NULLs and the NOT IN predicate

Problem arises when using NOT IN against list of values that contains NULL. In the example below, if there’s at least one Product with a NULL value for Color, the SELECT statement returns nothing.

SELECT C.color
FROM Colors AS C
WHERE C.color NOT IN (SELECT P.color
                      FROM Products AS P);

The fix is to use NOT EXISTS instead of NOT IN.

SELECT C.color
FROM Colors AS C
WHERE NOT EXISTS(SELECT *
                 FROM Products AS P
                 WHERE C.color = P.color);

Functions on indexed columns in predicates

Using functions on indexed columns in a WHERE clause, the index is not used. I.e. This leads to an index scan, rather than a seek. In the example below, every row of the table is read.

SELECT customer_name
FROM Customers
WHERE LEFT(customer_name, 1) = 'L';

The fix is to not use functions on indexed columns in the predicate.

SELECT customer_name
FROM Customers
WHERE customer_name LIKE 'L%';

Incorrect subquery column

It’s easy to get mixed up when writing a subquery and use a column name from the main table, rather than from the table in the subquery. In the example below, the Sales table has a sale_date column and the Calendar table has a calendar_date column. The subquery uses the wrong column name.

SELECT sale_date, sale_amount
FROM Sales AS S
WHERE sale_date IN (SELECT sale_date 
                    FROM Calendar AS C
                    WHERE holiday_name IS NOT NULL);

The fix is to use the correct column name.

SELECT sale_date, sale_amount
FROM Sales AS S
WHERE sale_date IN (SELECT C.calendar_date 
                    FROM Calendar AS C
                    WHERE C.holiday_name IS NOT NULL);

Data type mismatch in predicates

When you have data types that don’t match between a parameter and a column used in a predicate, or between different columns when doing a join, SQL Server does an implicit conversion, which results in poor performance. Watch out for CONVERT_IMPLICIT in query plans.

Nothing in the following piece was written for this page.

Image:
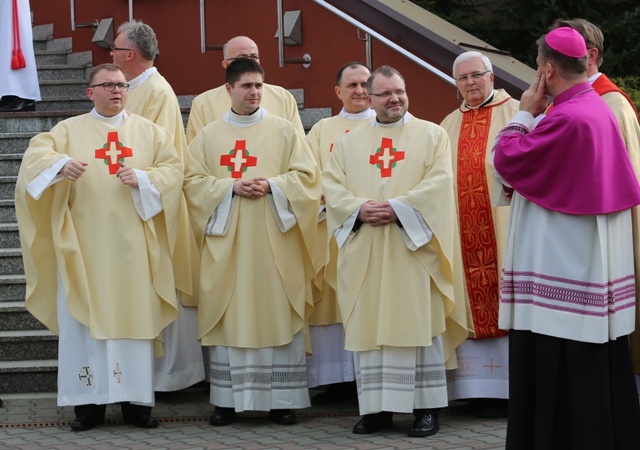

For example, assume that last_name column in Customers table is VARCHAR(35), but you have a stored proc parameter of type NVARCHAR(35). In the example below, we get poor performance because SQL Server does an implicit conversion and the index is not used.

CREATE PROCEDURE GetCustomerByLastName
 @last_name NVARCHAR(35)
AS
 SELECT first_name, last_name
 FROM Customers
 WHERE last_name = @last_name;

The fix is to make sure that the data type of the parameter matches the column’s data type.

Predicate evaluation order

You can’t rely on evaluation order in predicates. That is, you can’t assume that sub-expressions in an AND clause are evaluated left to right and try to rely on short-circuiting the expression.

In the example below, assume that the account_reference column can be either numeric or character-based (bad design) and that checking account_type checks for this. The query fails because there’s no guarantee that the check against account_type happens before the CAST.

SELECT account_nbr, account_reference AS account_ref_nbr
FROM Accounts
WHERE account_type LIKE 'Business%'
  AND CAST(account_reference AS INT) > 20;

A workaround for this particular example would be to use a CASE statement.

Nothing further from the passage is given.